For about half a year I stuck with using 7B models and got a strong 4 bit quantisation on them, because I had very bad experiences with an old qwen 0.5B model.
But recently I tried running a smaller model like llama3.2 3B
with 8bit quant and qwen2.5-1.5B-coder
on full 16bit floating point quants, and those performed super good aswell on my 6GB VRAM gpu (gtx1060).
So now I am wondering: Should I pull strong quants of big models, or low quants/raw 16bit fp versions of smaller models?
What are your experiences with strong quants? I saw a video by that technovangelist guy on youtube and he said that sometimes even 2bit quants can be perfectly fine.

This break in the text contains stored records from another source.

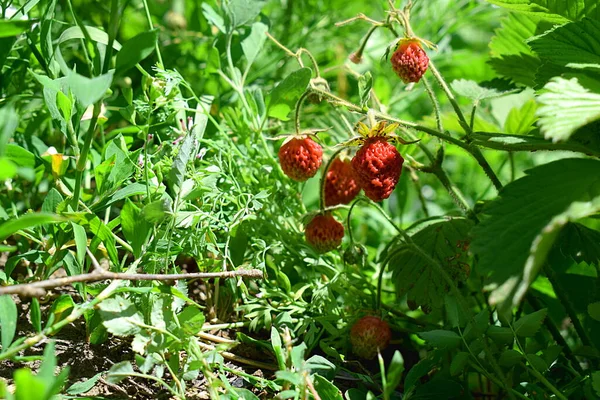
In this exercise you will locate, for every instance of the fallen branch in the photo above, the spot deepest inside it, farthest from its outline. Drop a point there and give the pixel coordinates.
(38, 289)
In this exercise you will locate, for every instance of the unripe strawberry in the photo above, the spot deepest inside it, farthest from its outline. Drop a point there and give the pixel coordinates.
(324, 233)
(300, 158)
(368, 335)
(410, 61)
(377, 165)
(341, 186)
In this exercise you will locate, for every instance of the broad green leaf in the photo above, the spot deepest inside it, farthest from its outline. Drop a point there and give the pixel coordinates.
(119, 371)
(14, 27)
(28, 386)
(243, 11)
(191, 320)
(505, 236)
(510, 56)
(565, 106)
(459, 362)
(510, 358)
(88, 91)
(500, 335)
(557, 12)
(447, 242)
(19, 155)
(135, 50)
(120, 316)
(254, 42)
(283, 97)
(157, 210)
(8, 320)
(528, 325)
(28, 221)
(472, 90)
(573, 43)
(442, 339)
(543, 243)
(521, 121)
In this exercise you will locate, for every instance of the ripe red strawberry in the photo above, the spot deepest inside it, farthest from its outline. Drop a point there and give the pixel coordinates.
(377, 165)
(300, 158)
(410, 61)
(368, 335)
(324, 233)
(341, 186)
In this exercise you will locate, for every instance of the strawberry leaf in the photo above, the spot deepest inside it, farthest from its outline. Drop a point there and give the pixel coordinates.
(447, 242)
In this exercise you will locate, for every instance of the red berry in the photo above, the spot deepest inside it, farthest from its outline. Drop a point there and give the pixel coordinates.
(368, 335)
(341, 186)
(300, 158)
(324, 233)
(377, 165)
(410, 61)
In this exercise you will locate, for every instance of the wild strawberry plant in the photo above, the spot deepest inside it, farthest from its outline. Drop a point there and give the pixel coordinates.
(302, 199)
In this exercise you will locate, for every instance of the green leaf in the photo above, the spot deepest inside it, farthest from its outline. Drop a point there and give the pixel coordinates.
(19, 155)
(528, 325)
(394, 374)
(10, 123)
(326, 389)
(120, 316)
(252, 45)
(441, 339)
(500, 335)
(28, 221)
(244, 11)
(506, 236)
(135, 50)
(14, 27)
(558, 12)
(573, 43)
(594, 310)
(8, 320)
(472, 90)
(565, 106)
(191, 320)
(36, 315)
(283, 97)
(509, 358)
(365, 84)
(521, 121)
(157, 210)
(446, 242)
(510, 56)
(88, 91)
(459, 362)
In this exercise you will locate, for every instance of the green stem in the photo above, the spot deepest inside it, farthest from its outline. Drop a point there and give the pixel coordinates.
(151, 25)
(82, 160)
(565, 300)
(555, 334)
(75, 314)
(434, 103)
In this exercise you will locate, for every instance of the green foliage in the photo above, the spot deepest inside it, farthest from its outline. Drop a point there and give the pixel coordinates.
(142, 139)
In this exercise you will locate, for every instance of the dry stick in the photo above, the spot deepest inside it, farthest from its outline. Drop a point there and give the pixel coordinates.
(243, 360)
(33, 289)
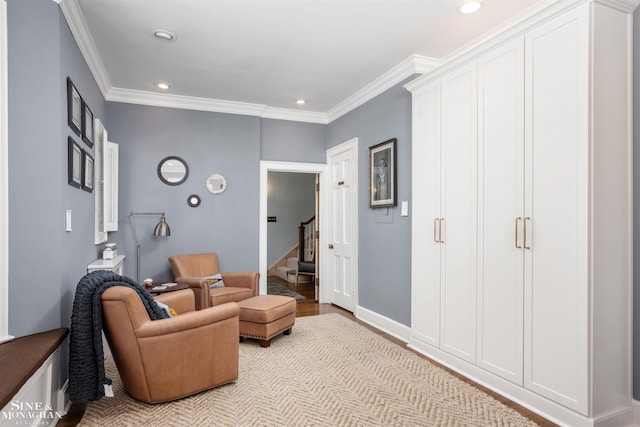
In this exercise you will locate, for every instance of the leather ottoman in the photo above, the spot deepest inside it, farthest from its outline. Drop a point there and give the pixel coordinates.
(264, 316)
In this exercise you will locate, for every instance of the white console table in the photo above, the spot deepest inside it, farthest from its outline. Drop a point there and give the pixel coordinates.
(116, 265)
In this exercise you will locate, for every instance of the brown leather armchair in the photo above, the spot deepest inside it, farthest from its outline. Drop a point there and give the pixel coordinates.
(167, 359)
(193, 269)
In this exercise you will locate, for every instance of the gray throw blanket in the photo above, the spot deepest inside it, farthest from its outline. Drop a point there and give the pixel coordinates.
(86, 358)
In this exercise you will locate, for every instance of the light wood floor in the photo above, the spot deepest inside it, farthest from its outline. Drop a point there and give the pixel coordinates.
(309, 307)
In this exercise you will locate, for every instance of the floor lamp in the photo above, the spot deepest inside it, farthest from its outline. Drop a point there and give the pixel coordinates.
(162, 230)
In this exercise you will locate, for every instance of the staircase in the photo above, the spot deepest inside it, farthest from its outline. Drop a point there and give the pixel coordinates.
(288, 271)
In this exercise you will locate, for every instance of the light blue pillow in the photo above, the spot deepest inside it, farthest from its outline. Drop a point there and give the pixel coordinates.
(215, 281)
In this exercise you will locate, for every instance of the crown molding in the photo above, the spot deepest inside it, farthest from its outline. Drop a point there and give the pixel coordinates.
(628, 6)
(294, 115)
(78, 26)
(415, 64)
(184, 102)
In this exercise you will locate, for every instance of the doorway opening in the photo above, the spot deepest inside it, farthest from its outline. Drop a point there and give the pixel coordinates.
(312, 171)
(292, 234)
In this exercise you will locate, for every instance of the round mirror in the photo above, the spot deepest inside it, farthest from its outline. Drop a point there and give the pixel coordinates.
(173, 170)
(216, 183)
(193, 200)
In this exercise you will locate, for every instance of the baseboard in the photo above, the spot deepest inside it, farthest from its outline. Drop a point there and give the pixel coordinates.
(391, 327)
(63, 402)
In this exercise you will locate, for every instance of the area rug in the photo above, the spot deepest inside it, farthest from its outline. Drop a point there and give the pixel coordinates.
(274, 288)
(330, 371)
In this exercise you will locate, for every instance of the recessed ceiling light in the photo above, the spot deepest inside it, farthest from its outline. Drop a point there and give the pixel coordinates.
(162, 85)
(164, 35)
(470, 7)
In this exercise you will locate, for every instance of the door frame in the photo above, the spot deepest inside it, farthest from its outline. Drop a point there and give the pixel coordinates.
(351, 144)
(272, 166)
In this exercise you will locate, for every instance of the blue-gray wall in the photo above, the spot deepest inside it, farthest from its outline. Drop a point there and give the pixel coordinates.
(288, 141)
(384, 247)
(636, 204)
(226, 223)
(45, 262)
(291, 199)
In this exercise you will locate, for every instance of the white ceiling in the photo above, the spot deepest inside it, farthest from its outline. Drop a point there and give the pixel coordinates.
(259, 56)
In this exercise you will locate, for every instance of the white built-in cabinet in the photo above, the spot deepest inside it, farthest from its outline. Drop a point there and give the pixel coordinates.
(521, 251)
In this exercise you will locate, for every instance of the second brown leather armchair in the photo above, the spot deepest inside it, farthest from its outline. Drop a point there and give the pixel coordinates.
(163, 360)
(193, 269)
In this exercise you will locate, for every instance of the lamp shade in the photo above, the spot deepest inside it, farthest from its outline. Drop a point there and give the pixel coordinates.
(162, 229)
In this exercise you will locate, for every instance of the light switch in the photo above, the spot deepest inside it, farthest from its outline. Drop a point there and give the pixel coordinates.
(67, 220)
(404, 210)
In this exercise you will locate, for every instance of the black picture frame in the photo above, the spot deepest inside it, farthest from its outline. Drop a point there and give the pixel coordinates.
(87, 124)
(74, 107)
(88, 171)
(382, 174)
(74, 164)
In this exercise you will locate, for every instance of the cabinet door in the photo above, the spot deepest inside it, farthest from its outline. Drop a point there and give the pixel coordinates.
(425, 313)
(500, 204)
(459, 207)
(556, 267)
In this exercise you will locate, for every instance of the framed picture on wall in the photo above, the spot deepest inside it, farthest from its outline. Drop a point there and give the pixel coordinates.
(382, 174)
(74, 107)
(87, 124)
(87, 171)
(74, 164)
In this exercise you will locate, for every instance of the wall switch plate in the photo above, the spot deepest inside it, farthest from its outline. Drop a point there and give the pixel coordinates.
(404, 210)
(67, 220)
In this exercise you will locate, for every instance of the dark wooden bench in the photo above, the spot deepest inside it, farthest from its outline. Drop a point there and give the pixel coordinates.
(22, 357)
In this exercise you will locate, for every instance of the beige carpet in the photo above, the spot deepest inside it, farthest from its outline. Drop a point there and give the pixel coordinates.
(329, 372)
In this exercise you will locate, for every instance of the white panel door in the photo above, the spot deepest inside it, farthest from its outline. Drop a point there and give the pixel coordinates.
(557, 179)
(459, 212)
(426, 216)
(501, 210)
(342, 229)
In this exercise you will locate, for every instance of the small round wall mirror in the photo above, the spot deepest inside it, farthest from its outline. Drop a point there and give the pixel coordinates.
(173, 170)
(193, 200)
(216, 183)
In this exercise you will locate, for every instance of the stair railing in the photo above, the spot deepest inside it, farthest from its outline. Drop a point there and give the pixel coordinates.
(306, 240)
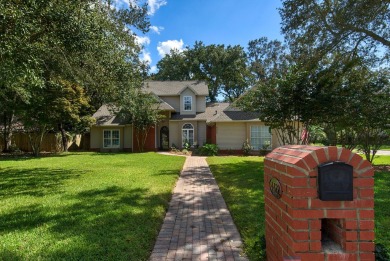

UPDATE: Woah I just tried llama3.1 8B Q4 on ollama again, and what a WORLD of difference to a llama3.2 3B 16fp!
The difference is super massive. The 3B and 1B llama3.2 models seem to be mostly good at summarizing text and maybe generating some JSON based on previous input. But the bigger 3.1 8B model can actually be used in a chat environment! It has a good response length (about 3 lines per message) and it doesn’t stretch out its answer. It seems like a really good model and I will now use it for more complex tasks.
A 2bit or 3bit quantization is quite some trade-off. At 2bit, it’ll probably be worse then a smaller model with a lesser quantization. At the same effective size.
There is a sweet spot somewhere between 4 to 8 bit(?). And more than 8bit seems to be a waste, it seems indistinguishable from full precision.
General advice seems to be: Take the largest model you can fit at somewhere around 4bit or 5bit.
The official way to compare such things is calculate the perplexity for all of the options and choose the one with the smallest perplexity, that fits.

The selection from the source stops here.